If the person only has “regular” Medicare coverage (meaning parts A & B), then the first 20 days in a skilled nursing facility will be covered 100% by Medicare.  This includes the room and board at the skilled facility, the medications, and the therapy.  It may not include costs of beauty shop, cable, phone, or other extra costs that are unrelated to care.   For days 21-100, the individual will have a copay of $137.50 per day (in 2010, this number changes each year).   For most people who have a Medicare supplement plan, the supplement usually covers all of the copay during days 21-100.  Some of the less inclusive (and cheaper) supplemental plans don’t cover 100% of the costs.  If you have a 60 day rehab stay, that could mean the difference in a $5500 bill, and no bill.  But remember, these Medicare supplement plans also had a monthly premium that you pay whether or not you are sick.
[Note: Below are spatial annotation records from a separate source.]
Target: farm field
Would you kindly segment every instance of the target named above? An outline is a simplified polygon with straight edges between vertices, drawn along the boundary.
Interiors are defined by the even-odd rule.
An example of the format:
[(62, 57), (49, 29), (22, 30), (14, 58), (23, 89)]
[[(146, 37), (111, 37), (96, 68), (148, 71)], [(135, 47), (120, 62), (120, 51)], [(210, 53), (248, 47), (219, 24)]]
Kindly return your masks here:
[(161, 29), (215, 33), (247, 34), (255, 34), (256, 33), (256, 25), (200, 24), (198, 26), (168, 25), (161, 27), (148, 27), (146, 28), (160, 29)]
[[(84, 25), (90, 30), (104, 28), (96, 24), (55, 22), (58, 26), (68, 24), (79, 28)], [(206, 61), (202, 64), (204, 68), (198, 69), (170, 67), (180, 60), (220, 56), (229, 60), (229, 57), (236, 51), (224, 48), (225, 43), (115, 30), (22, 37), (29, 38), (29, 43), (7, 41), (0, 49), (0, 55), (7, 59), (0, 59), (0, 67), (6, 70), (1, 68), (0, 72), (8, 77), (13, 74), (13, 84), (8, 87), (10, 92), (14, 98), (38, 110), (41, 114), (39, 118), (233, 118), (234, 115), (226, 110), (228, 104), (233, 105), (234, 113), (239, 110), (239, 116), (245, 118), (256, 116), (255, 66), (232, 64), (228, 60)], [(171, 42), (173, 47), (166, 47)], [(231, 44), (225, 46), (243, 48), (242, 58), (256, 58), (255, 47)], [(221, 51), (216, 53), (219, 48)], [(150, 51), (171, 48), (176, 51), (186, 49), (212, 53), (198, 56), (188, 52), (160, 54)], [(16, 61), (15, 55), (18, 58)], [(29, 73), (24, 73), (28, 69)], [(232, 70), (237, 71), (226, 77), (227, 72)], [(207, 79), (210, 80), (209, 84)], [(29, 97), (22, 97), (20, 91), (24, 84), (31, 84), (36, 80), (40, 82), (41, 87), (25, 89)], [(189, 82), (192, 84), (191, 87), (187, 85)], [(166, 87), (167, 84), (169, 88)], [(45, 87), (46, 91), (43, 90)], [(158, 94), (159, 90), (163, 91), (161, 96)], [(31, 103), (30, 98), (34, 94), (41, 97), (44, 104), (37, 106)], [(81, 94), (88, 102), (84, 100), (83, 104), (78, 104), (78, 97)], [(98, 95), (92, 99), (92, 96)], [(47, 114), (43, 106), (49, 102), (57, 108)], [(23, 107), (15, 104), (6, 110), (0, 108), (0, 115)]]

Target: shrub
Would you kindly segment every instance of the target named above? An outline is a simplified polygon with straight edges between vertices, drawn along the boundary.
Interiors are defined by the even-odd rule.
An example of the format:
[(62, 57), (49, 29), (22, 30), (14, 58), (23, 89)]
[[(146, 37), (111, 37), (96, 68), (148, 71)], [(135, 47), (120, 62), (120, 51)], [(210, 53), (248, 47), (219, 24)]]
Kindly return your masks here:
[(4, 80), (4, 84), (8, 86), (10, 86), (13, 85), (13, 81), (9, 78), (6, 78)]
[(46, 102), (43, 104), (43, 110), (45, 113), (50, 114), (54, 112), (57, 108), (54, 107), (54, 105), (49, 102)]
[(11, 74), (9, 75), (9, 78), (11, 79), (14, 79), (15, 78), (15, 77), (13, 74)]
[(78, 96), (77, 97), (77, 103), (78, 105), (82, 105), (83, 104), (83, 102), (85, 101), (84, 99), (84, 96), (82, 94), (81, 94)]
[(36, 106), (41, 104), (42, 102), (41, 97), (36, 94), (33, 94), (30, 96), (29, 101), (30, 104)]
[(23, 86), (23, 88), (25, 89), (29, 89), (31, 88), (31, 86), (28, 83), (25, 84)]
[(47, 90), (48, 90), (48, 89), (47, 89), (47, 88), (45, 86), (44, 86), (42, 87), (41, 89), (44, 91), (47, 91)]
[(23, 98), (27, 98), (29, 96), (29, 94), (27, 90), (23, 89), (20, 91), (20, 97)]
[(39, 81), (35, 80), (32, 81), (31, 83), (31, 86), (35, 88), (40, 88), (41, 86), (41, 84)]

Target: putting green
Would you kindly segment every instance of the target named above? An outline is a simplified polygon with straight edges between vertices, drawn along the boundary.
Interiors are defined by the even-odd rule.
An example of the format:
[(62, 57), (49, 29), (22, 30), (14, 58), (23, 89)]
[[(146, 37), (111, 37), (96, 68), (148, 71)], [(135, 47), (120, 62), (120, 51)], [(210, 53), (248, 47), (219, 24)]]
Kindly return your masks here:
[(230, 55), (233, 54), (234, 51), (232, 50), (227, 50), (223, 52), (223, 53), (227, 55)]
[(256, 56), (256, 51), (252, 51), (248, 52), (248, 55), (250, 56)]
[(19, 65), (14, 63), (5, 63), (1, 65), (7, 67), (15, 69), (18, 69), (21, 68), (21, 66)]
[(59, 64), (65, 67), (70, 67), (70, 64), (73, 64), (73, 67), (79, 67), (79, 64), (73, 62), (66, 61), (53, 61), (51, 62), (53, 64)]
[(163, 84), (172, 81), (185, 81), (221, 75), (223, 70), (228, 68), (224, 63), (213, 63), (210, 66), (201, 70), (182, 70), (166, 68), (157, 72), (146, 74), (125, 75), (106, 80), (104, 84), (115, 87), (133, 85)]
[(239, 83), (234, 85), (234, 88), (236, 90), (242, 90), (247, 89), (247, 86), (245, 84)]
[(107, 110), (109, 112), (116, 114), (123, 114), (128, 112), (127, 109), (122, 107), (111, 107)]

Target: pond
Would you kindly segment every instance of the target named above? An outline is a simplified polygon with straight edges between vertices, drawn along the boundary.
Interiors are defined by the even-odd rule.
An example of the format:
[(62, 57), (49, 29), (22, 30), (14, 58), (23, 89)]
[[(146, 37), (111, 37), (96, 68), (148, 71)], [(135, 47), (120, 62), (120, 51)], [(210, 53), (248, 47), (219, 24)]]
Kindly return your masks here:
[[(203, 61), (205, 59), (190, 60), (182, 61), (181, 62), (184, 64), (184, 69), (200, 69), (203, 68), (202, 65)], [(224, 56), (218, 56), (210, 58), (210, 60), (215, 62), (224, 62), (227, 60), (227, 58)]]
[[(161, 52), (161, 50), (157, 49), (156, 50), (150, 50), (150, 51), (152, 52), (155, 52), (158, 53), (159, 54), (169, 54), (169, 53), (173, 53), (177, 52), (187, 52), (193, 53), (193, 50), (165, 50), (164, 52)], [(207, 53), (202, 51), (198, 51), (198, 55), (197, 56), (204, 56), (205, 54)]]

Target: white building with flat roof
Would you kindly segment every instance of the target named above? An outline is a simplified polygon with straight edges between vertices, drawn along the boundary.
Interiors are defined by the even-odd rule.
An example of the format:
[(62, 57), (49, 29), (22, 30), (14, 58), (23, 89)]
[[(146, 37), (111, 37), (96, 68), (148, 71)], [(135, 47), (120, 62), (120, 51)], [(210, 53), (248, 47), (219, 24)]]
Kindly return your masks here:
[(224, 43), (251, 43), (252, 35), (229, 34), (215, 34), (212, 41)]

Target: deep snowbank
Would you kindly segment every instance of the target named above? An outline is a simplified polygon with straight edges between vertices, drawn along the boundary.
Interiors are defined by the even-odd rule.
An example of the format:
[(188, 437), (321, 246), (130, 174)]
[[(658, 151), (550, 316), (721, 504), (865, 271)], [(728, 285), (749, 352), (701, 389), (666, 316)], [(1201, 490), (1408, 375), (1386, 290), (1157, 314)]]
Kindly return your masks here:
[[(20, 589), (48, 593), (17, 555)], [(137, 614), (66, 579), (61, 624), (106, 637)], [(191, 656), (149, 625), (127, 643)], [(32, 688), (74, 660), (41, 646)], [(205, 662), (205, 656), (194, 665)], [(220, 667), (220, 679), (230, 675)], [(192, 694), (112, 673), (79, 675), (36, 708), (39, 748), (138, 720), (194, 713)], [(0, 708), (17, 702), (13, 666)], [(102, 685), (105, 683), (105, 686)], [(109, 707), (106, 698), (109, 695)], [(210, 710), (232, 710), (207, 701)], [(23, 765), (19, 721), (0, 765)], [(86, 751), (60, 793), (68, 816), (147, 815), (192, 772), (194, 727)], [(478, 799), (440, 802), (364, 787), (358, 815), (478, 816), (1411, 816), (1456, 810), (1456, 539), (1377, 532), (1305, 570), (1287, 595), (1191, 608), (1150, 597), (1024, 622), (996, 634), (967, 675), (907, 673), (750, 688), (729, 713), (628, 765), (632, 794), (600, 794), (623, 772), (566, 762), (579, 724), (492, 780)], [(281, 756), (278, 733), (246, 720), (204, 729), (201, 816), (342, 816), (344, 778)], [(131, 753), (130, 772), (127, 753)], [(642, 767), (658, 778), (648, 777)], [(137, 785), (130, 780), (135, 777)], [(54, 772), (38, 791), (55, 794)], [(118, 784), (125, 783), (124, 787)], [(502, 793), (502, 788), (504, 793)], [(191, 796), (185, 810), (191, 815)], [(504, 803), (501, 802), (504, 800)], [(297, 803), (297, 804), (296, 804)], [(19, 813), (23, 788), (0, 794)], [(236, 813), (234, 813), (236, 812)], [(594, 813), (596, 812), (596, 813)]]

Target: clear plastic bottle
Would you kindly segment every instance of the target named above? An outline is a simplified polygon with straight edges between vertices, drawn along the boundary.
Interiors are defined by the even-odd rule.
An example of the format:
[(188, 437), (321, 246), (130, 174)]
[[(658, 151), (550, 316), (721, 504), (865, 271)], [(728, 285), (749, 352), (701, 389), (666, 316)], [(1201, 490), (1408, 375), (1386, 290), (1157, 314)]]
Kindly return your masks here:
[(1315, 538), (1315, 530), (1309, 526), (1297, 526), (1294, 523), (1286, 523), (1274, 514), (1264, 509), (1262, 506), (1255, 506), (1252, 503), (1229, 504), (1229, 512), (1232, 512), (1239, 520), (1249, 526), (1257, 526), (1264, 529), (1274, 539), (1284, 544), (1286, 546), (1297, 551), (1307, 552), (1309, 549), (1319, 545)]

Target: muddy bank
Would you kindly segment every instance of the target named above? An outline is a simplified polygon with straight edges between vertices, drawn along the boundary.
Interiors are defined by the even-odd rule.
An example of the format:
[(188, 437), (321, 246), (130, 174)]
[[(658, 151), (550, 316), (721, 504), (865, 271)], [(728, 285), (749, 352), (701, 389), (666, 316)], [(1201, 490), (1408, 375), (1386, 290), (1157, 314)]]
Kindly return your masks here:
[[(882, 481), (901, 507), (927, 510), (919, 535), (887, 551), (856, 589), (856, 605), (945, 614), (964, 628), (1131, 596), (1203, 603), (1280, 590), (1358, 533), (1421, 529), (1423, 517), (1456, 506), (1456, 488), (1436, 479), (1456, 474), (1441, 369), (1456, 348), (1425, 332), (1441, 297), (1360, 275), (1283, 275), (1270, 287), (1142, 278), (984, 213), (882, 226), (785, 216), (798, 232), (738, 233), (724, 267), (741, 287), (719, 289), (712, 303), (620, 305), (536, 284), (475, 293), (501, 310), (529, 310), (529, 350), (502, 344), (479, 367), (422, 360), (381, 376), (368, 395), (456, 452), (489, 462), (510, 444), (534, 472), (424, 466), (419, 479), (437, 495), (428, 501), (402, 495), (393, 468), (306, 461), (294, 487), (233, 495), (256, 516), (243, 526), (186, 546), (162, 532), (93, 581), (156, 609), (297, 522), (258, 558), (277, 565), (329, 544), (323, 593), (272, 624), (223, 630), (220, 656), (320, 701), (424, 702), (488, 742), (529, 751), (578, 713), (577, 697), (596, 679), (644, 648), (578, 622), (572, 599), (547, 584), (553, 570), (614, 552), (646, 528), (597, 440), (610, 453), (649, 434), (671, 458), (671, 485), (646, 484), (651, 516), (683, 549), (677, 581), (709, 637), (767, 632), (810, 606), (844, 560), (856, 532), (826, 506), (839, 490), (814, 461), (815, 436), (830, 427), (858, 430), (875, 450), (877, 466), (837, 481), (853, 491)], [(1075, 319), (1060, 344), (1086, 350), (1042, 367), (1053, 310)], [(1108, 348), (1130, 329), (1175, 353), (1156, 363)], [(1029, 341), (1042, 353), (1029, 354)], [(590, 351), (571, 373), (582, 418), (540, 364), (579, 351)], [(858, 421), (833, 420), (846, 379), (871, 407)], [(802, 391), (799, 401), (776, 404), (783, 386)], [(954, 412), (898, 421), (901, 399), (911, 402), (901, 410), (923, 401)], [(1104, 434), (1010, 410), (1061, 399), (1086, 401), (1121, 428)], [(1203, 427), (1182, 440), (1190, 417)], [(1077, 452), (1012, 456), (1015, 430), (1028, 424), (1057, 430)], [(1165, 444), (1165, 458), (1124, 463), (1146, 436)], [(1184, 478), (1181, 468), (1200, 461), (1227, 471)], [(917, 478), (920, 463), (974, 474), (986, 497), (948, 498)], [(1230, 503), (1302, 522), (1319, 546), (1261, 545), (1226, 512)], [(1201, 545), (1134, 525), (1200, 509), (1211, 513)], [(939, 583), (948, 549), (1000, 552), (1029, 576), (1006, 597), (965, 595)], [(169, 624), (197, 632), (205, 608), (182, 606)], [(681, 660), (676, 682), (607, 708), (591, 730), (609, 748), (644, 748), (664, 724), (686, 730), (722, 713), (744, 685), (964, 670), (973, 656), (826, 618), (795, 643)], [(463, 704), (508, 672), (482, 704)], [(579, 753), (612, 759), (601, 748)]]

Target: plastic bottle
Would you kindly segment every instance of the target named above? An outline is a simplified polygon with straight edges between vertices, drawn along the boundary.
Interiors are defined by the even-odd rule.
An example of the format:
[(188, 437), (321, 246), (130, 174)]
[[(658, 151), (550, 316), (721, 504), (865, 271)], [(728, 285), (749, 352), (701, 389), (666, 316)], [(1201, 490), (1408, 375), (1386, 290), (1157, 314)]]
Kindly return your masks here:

How does a rehab stay end?

A rehab stay will last until the earlier of two events.  First, 100 days of skilled care during any spell of illness.  Second, when there becomes no ongoing skilled care need.   Just like there was a requirement of skilled care (such as the need for therapy or other qualifying care) to begin the rehab stay, this requirement must stay present at all times or else Medicare stops paying.   It is actually fairly uncommon for a rehab stay to last the entire 100 days, as usually the skilled care need stops before day 100.

What happens next?

Just because Medicare stopped paying, that doesn’t mean the individual is ready to return home.  While virtually everyone on a rehab stay hopes to return home, the reality is that a large portion of people will not sufficiently recover to be able to return to living independently in their homes.  Sometimes, moving to assisted living, or bringing caregivers into the home can work.  Other times, the individual is still impaired enough that they require the 24 hour supervision and assistance that a skilled nursing facility offers, and there isn’t an expectation that the person will recover enough to return home.   The individual is more than welcome to stay at the facility, but they will be a private pay resident unless they qualify for Medicaid (MoHealthnet) benefits.   Most of the facilities in this area have a private pay rate of between $160 and $200 per day.